Mittelfristig streben die Sozialdemokraten eine Deckelung der Elternbeiträge zur Kita-Finanzierung bei 30 Prozent an. Bis dahin ist es noch ein weiter Weg. Wie Bürgermeister Michael Emmerich gegenüber dieser Zeitung erklärte, liegt der Deckungsbeitrag der Eltern bei einem sofortigen Vollzug der geplanten Beitragserhöhung von 115 auf 183 Euro für die Vormittagsbetreuung bei 25 und für die Nachmittagsbetreuung bei 20 Prozent. Die erwartete deutliche Tariferhöhung für die Erzieherinnen und Erzieher der kommunalen Kita wird den Elternanteil weiter in den Keller drücken.

Dass Rauschenberg bei den Kita-Gebühren deutlichen Handlungsbedarf hat, zeigt der Kita-Gebührenvergleich mit der Nachbarstadt Kirchhain und einigen deutschen Großstädten. Bei der U-3-Betreuung ist Rauschenberg der konkurrenzlose Billigheimer.

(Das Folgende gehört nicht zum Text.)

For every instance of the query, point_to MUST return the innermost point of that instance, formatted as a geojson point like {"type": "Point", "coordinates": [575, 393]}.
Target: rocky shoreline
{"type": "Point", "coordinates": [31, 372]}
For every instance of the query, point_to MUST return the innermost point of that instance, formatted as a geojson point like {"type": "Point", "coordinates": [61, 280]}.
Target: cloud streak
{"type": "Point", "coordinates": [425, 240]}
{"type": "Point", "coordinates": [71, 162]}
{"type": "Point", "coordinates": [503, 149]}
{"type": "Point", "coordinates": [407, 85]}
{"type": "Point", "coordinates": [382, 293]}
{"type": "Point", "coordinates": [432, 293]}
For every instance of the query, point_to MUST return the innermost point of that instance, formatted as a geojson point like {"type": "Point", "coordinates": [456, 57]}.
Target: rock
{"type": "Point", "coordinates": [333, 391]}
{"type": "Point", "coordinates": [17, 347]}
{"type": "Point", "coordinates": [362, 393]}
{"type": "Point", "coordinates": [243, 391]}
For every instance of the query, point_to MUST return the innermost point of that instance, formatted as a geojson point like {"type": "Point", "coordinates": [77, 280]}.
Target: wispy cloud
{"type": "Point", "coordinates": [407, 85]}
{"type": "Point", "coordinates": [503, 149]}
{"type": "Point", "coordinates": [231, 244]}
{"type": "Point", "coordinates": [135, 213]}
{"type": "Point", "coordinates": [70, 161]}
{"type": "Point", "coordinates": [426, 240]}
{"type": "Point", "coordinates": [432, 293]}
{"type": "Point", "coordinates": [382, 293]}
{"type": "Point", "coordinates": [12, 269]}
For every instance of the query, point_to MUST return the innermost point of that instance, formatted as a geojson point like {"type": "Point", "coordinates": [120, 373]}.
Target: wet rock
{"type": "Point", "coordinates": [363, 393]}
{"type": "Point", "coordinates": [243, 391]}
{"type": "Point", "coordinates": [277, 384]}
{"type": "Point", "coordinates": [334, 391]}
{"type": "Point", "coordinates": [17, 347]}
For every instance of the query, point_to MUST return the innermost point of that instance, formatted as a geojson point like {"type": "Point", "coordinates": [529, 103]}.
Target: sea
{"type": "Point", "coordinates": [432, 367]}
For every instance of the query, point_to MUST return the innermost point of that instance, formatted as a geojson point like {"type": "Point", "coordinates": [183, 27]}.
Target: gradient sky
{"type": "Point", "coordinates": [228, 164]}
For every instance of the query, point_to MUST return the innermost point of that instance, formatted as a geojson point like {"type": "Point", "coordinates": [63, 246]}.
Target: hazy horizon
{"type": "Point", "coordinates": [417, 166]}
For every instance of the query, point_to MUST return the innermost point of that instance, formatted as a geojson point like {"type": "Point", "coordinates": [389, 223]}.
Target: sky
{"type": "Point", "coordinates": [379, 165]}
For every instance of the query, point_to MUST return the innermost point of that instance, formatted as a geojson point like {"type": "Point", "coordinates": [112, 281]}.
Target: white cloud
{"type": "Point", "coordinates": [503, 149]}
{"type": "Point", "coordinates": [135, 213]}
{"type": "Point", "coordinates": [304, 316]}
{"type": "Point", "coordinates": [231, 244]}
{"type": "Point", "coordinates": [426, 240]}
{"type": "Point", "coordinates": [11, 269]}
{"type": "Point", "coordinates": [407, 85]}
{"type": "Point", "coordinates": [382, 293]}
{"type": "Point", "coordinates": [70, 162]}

Kita-Gebühren im Vergleich

Kind unter drei Jahre

  • Dortmund (bis 60 Stunden Betreuung): 697 Euro
  • Düsseldorf: 475 Euro
  • Berlin: 466 Euro
  • München: 421 Euro
  • Kirchhain (Krabbelstube) 309 Euro
  • Stuttgart: 308 Euro
  • Kirchhain (Kitas) 243 Euro
  • Leipzig: 210 Euro
  • Hamburg: 204 Euro
  • Frankfurt/Main: 198 Euro
  • Dresden: 193 Euro
  • Rauschenberg: * 115 Euro/184 Euro

Kind über drei Jahre:

  • Dortmund (bis 60 Stunden Betreuung)620 Euro
  • München: 202 Euro
  • Stuttgart: 198 Euro
  • Kirchhain: 186,50 Euro
  • Frankfurt/ Main 148 Euro
  • Leipzig: 127 Euro
  • Dresden: 133 Euro
  • Rauschenberg: * 115 Euro/184 Euro
  • Hamburg: 115 Euro
  • Berlin: Beitragsfrei
  • Düsseldorf: Beitragsfrei

Die monatlichen Gebühren gelten für ganztägige Betreuung ohne Verpflegung in städtischen Kitas.
* Die Rauschenberger Kita-Gebühr von 115 Euro für einen Ganztagesplatz wird im August auf bis zu 184 Euro steigen.